Of course, I first put in Shriekback as my band. Pandora dutifully produced several songs it claimed might sound like Shriekback. I listened to them and then gave each a thumbs up or thumbs down to say whether I liked it.

Results were mixed. I got a couple things I didn’t like. The second song it picked was “One Word” by John Cale and Brian Eno, which I loved. The most Shriekbacky tune I got was “This Big Hush” but that’s probably because it’s a Shriekback song.

The most frustrating thing was that the only feedback you could give were a thumbs-up or a thumbs-down — you either like it or don’t. That’s fine, except that doesn’t really address the point of the site, does it? There were plenty of songs I heard that I liked, including “One Word,” but didn’t feel were like Shriekback at all. Picture a venn diagram…in one circle are people who like Shriekback and in another circle are people who like, say, “One Word”. I happen to be in the overlap, but I don’t think my status there means much to any other Shriekback fans.

(On the other hand, Pandora just picked a Depeche Mode song for me, another of my favorite bands. Maybe it does know something…)

What was really interesting, though, was hearing songs in the context of “I think this might be like Shriekback.” I heard a song by the Thompson Twins that I wouldn’t normally have heard or associated with Shriekback.
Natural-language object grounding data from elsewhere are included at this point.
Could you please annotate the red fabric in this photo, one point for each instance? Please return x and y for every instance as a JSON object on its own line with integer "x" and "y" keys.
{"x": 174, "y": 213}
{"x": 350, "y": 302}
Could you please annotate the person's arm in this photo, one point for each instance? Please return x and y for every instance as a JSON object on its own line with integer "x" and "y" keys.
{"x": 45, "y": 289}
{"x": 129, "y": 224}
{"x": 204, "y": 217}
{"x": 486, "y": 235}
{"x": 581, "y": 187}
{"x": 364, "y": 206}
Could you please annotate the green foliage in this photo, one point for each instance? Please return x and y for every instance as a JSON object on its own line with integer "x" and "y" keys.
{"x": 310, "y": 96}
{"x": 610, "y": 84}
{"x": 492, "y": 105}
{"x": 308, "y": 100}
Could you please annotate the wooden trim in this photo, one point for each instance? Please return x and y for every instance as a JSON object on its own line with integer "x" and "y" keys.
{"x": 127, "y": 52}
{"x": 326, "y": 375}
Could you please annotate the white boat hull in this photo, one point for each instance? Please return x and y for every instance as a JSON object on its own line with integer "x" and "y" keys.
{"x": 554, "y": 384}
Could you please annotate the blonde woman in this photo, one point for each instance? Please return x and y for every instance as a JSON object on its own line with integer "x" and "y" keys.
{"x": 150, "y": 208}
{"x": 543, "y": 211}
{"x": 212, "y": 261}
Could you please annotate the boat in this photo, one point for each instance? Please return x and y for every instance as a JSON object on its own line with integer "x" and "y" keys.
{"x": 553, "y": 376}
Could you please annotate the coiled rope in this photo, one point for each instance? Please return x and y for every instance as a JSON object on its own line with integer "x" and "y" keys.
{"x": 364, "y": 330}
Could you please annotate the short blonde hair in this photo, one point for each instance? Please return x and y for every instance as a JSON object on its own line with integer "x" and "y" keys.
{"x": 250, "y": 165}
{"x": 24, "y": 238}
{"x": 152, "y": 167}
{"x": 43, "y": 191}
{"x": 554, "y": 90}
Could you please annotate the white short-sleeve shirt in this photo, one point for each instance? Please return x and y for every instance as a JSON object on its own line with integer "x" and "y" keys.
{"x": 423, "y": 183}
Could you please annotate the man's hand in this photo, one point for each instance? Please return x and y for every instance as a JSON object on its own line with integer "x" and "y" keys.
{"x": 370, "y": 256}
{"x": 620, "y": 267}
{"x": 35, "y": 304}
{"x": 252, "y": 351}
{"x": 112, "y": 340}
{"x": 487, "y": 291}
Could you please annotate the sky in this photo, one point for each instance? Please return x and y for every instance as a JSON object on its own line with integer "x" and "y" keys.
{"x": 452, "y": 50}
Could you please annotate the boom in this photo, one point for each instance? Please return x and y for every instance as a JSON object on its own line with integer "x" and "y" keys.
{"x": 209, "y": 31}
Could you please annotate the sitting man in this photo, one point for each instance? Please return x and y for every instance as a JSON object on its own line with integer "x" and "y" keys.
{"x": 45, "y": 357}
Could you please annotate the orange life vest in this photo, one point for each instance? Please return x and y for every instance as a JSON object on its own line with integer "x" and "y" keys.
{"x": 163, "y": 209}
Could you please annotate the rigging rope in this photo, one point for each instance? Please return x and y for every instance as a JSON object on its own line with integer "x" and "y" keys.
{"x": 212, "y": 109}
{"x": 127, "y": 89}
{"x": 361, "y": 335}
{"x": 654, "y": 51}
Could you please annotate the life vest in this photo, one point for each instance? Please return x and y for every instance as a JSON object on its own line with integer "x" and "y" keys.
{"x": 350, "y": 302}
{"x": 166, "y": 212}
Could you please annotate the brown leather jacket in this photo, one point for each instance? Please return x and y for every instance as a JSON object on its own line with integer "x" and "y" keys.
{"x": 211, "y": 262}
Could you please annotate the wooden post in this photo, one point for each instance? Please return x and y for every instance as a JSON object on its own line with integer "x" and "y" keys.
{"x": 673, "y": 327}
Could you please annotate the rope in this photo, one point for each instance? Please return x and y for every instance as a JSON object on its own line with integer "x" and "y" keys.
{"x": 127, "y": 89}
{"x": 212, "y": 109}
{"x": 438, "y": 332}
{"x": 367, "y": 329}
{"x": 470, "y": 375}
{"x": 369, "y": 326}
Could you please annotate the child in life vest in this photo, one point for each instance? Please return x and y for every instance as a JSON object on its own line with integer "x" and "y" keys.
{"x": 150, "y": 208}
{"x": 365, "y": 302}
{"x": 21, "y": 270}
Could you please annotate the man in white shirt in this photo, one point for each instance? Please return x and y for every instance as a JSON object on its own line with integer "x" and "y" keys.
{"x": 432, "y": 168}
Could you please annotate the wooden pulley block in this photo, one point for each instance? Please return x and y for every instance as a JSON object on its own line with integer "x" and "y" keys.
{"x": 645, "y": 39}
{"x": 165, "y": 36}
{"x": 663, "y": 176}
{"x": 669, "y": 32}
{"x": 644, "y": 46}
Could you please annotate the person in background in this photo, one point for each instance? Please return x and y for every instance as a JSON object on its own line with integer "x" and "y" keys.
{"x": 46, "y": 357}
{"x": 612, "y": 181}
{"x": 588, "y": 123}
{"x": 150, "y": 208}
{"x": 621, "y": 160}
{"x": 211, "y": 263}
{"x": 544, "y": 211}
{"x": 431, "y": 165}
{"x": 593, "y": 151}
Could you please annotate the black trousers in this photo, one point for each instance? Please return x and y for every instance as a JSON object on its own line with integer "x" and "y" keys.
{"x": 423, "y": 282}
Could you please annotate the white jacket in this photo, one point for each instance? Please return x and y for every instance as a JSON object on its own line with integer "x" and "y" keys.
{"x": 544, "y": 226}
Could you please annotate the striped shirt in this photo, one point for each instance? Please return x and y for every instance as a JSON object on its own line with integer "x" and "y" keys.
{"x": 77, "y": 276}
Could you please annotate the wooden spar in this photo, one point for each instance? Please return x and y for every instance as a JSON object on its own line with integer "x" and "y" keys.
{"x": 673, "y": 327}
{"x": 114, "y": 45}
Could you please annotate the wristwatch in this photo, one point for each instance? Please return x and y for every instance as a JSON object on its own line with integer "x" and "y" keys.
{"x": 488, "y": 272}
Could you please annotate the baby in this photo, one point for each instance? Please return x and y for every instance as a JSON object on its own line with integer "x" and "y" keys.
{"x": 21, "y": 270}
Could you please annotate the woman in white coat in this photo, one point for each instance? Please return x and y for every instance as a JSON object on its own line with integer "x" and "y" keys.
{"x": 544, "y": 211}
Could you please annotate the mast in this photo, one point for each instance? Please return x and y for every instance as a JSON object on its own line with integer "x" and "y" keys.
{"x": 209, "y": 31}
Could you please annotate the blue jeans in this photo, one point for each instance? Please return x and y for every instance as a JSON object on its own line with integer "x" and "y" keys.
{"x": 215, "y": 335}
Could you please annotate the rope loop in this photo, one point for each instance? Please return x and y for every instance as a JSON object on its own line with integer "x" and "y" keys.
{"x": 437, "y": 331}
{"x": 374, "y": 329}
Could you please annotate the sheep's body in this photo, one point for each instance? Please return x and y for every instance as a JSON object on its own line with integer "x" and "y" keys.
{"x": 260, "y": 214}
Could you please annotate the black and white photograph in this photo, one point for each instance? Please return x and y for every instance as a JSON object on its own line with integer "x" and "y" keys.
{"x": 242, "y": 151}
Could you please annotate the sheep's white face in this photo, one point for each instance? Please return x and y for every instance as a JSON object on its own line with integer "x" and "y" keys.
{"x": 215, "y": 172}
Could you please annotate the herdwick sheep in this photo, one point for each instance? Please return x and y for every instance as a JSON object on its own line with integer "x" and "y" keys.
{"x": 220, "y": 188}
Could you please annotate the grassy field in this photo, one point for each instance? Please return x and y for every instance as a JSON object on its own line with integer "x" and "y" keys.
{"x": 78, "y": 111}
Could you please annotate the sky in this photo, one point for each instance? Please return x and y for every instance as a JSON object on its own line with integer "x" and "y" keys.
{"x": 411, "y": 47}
It was interesting to listen to it thinking, “What about this song is similar to this other band?” and actually sort of being able to pick out a common thread.

I next tried Fountains of Wayne and in addition to getting even more songs that actually WERE Fountains of Wayne, I got ones that again I liked, but I didn’t think were overly similar. John C. was meanwhile rolling with a Matthew Sweet-inspired station and was having pretty good luck.

Unfortunately, Pandora has never heard of Ultra Vivid Scene.

Pandora’s Flash-based and will probably get sued by the RIAA eventually, so you should probably check it out sooner rather than later. It’s a neat way to discover some new music, and fun to play with.

This entry was posted in Music. Bookmark the permalink.

4 Responses to Pandora Rocks

  1. David Thiel says:

    Hmm…when I typed in “They Might Be Giants,” the first song it fed me was one by They Might Be Giants. Then it gave me “Firebase Ripcord,” by someone named Neil Michael Hagerty. In that it wasn’t about depression, death or James K. Polk, I’m not sure that it was very much like They Might Be Giants. But it appears that it’s going for similar tonal qualities rather than content.

  2. Apparently it works better if you give it a song rather than a band.

  3. Tom Conrad says:

    The funny thing about Ultra Vivid Scene is that “they” (really just kurt ralske) are pretty much my favorite band – and I’m the CTO at Pandora. We were just talking about this totally unforgivable omission on Thursday. The discs are on order and this will be remedied soon. Thanks for listening.


    CTO @ Pandora

  4. charlie says:

    Course if the RIAA was smart they’d use the site (or at least the idea) as a from of advertising. Doubt that’ll happen though.